This is important. The turkey can go in the oven the night before eating it!
Example: I have a 22 pound turkey. At 5:00 p.m. Thanksgiving Eve I put the turkey in the oven prepared at 300 degrees for one hour. I turn the temperature down to 185 degrees and leave the turkey uncovered until it's done the NEXT day about 10 or 11 a.m.
Although the cooking times seem startling at first , the meat is amazingly delicious, juicy and tender. It slices beautifully and shrinks so little that a turkey cooked at regular temperatures no longer tastes good. It cannot burn so it needs no watching. It literally cooks itself. " I do feel the need to baste every once in a while, but that's probably more habit than anything, besides I like to open the oven and smell the turkey.
A good rule for timing is about 3 times longer than a standard recipe. For example: a 20 pound turkey that normally takes 15 minutes per pound to cook would take 5 hours. This slow cook method would be 3 times 5, so it equals 15 HOURS to cook the slow way. A smaller turkey cooks 20 minutes per pound, so an 11 pound turkey takes 3 hours, 40 mins standard, times 3 which equals 11 hours for the slow roast way.

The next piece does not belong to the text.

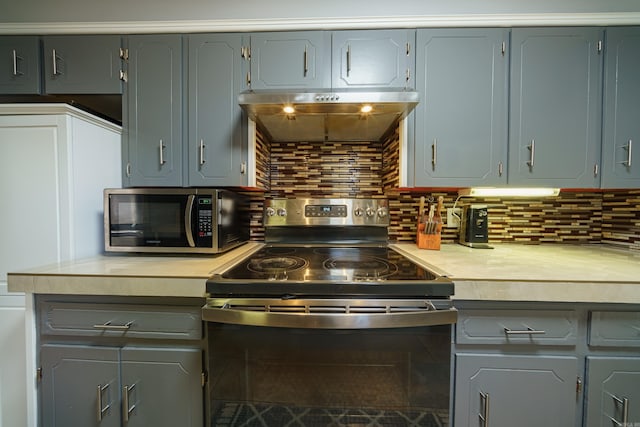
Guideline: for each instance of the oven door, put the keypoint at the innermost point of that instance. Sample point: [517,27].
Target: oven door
[275,363]
[329,313]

Now here's the cool part. Once it's done, it will NOT overcook or dry out. You can leave it in the oven an additional 3 - 6 hours and it will still be perfect! Thus your roasting can be adjusted totally to your convenience. So allow yourself plenty of time. It's better to put it in a little early than too late though, since you want to be sure that it's done. That's it. That's all you need to do. Can it be more simple?

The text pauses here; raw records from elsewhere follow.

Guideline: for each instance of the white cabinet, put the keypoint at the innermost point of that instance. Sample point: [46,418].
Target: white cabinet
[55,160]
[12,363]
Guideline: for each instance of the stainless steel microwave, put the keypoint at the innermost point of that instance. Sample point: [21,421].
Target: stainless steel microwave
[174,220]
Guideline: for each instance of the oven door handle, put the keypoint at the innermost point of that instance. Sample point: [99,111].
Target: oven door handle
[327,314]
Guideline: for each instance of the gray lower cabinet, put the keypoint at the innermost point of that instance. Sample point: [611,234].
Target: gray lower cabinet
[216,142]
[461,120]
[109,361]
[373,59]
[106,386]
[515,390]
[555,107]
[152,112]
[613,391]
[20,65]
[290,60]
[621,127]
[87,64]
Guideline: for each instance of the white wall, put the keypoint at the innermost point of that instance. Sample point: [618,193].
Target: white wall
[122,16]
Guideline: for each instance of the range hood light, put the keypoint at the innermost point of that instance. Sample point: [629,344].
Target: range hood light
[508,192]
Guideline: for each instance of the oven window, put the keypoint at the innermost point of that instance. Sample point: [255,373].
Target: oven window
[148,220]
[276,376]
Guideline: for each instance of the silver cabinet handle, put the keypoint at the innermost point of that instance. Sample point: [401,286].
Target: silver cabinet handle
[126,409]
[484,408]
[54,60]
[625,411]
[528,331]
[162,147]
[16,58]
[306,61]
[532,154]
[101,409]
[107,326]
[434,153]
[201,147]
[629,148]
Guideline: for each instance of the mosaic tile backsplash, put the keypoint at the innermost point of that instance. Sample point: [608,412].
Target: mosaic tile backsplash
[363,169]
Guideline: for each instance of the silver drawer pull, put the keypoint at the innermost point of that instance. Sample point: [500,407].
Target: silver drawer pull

One item I need to point out. If your family actually puts the whole turkey on the table as a nice presentation, then you need to know that cooking it breast side down will not be quite as pretty as the picture above. If you're like our family and you just take it out of the oven and slice it up on platters, no one will even know that you cooked it upside-down.
New idea: Now with all that said, I saw a show on the Food Network last night that had a recipe for a way to prepare the turkey before putting it in the oven. I may try this recipe from Sandra Lee's Semi-Homemade Thanksgiving show, but I will still use the slow roasting method above for cooking, because it is so delicious.
Have fun and let me know how your dinners turn out.